Outplacement company Challenger, Gray & Christmas, Inc. calculated that the tournament could cost employers $1.2 billion nationally for every unproductive work hour during the first week of the tournament. They arrived at that number based on a Microsoft survey that found an estimated 50 million Americans are expected to participate in March Madness office pools, plus the most recent report from the U.S. Bureau of Labor Statistics showing average hourly earnings of $24.31.

"While March Madness distractions may not alter the nation's quarterly GDP numbers, you can be assured that department managers and network administrators notice the effect on work output and company-wide (I)nternet speeds," John A. Challenger, chief executive officer of Challenger, Gray & Christmas, said in a news release.

But the relatively slight decline in worker productivity in each office is easily offset by the increased morale built by participation in these pools, said Doug Hartmann, a professor of sociology at the University of Minnesota.

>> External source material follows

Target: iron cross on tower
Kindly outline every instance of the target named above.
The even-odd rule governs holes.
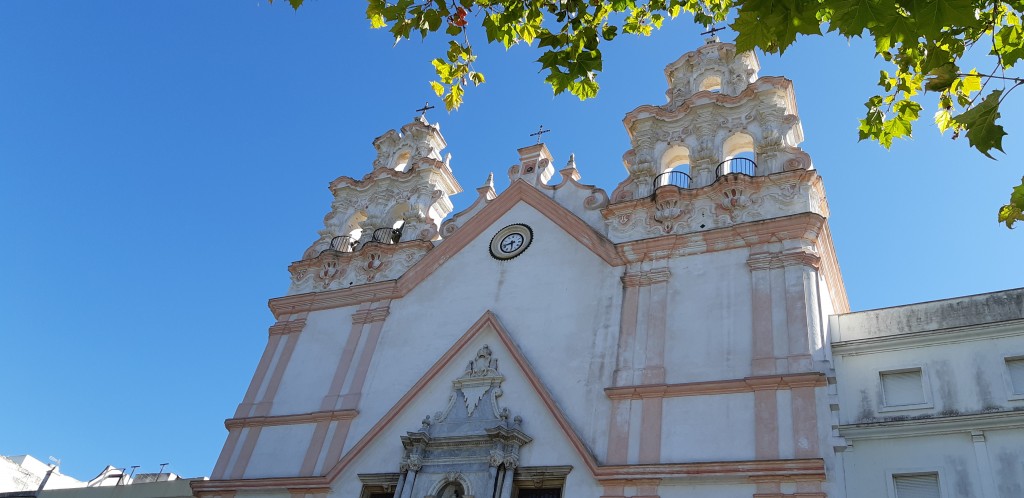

Hartmann said he thinks the main appeal of the office pool lies in the camaraderie it creates among employees. It's fun, there are no huge consequences and it's outside the normal workday interaction.

"We sometimes talk about sport as a 'focus gathering,' a way for people to come together in an activity that builds upon the social ties and connections you've got, whether in an office or family or in a dorm setting," Hartmann said.

The people getting in trouble with these types of things, whether it's office problems or gambling issues, tend to be men obsessed with sports. Those who can keep sports in perspective, Hartmann said, won't lose much time over it and will receive the rewards of socializing.

So, to sum up: Office pools are illegal, but you're unlikely to get caught. They hurt workplace productivity, but increase morale. And, they're fun and rewarding, unless you obsess over them, in which case you could be headed for trouble. Got that?

And yes, Florida looks unbeatable. But hedge your bets. Get to work on that second bracket.